Конечно, долгосрочные интересы России, как и США, да и любой страны, направлены на сохранение своей самобытности в мировом сообществе, обеспечение национальной безопасности, политического суверенитета, устойчивого демократического развития. Их суть сводится к трем содержательным блокам: процветание народа, защита и обустройство территории его проживания, сохранение и развитие национальной культуры. Но этим сходство и заканчивается. Если Америка могла себе позволить такую «роскошь» как определение идентичности через «американскую мечту», т.е. корпус либеральных ценностей, то Россия была вынуждена определять свою идентичность через «русскую идею», представляющую концепт служения, служения своей стране, народу, человечеству, Богу. Российская национальная идентичность имеет намного больше измерений, чем американская. Например, имперское, которое США и не снилось .
Более того, если американская идентичность сложилась в течение не более 100 лет и продолжает оставаться почти неизменной до сегодняшнего дня, то российская только на протяжении ХХ века радикально менялась дважды. Если же взять всю историю России, то можно увидеть, как одна идентичность неоднократно наслаивалась на другую, при этом прорастая сквозь нее так, что новая идентичность «мутировала», испытывая к тому же воздействие других культур и цивилизаций в силу того, что Россия находилась с ними в непосредственном соседстве (в США проходил аналогичный процесс, но в гораздо менее болезненной форме – через иммиграцию).

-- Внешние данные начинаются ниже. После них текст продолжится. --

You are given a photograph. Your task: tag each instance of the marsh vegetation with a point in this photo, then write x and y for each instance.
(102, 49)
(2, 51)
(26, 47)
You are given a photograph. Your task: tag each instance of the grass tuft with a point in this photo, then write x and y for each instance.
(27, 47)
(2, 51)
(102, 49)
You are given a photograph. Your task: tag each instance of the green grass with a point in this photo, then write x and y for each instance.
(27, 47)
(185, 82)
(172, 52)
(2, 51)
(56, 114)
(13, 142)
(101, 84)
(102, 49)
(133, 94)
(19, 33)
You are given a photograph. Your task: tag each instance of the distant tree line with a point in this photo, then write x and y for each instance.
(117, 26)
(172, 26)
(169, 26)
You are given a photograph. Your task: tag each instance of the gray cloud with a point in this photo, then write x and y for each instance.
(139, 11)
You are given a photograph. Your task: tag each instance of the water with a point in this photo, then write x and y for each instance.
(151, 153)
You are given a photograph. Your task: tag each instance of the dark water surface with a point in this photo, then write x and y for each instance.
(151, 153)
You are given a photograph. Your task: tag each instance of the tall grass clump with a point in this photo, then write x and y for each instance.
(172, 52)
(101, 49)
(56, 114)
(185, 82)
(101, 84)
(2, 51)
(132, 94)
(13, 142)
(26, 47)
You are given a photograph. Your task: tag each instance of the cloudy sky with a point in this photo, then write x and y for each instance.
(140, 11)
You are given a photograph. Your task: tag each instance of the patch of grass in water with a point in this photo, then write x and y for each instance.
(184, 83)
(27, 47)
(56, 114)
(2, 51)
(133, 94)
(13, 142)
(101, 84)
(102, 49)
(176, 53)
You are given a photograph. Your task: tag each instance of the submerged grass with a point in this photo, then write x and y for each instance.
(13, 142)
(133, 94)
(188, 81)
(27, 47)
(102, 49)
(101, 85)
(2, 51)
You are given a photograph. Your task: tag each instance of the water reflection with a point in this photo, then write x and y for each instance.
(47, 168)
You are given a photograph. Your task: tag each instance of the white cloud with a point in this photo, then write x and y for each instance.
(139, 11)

В результате национальная идентичность России представляет собой не «плавильный котел» (как в США), а своего рода «слоеный пирог», ни один из слоев которого российской цивилизацией полностью не отторгнут. Это следующие слои (они же измерения идентичности):
- православный (религиозный);
- коммунистический (идеологический);
- либеральный (аксиологический);
- евразийский (геополитический или территориальный);
- культурный (европейский);
- национальный (этнический);
- имперский;
- технологический (модернизационный).
При этом, пытаясь самоопределиться в начале XXI века, Россия, как представляется, делает сразу несколько выборов:
- между интеграцией в европейскую цивилизацию и стремлением сохранить собственную самобытную российскую цивилизацию;
- между империей и национальным государством;
- между относительной изоляцией и полной открытостью;
- между экономическим и политическим либерализмом и ценностями патерналистского государства;
- между индивидуализмом и коллективизмом (соборностью);
- между мобилизационным и инновационным типом развития (модернизацией);
- между построением политической («граждане РФ» или «россияне») и имперской нации;
- между протестантской трудовой этикой и этикой общинного труда.
В каждом из этих случаев выбор весьма не прост и не является делом нескольких лет, даже десятилетий.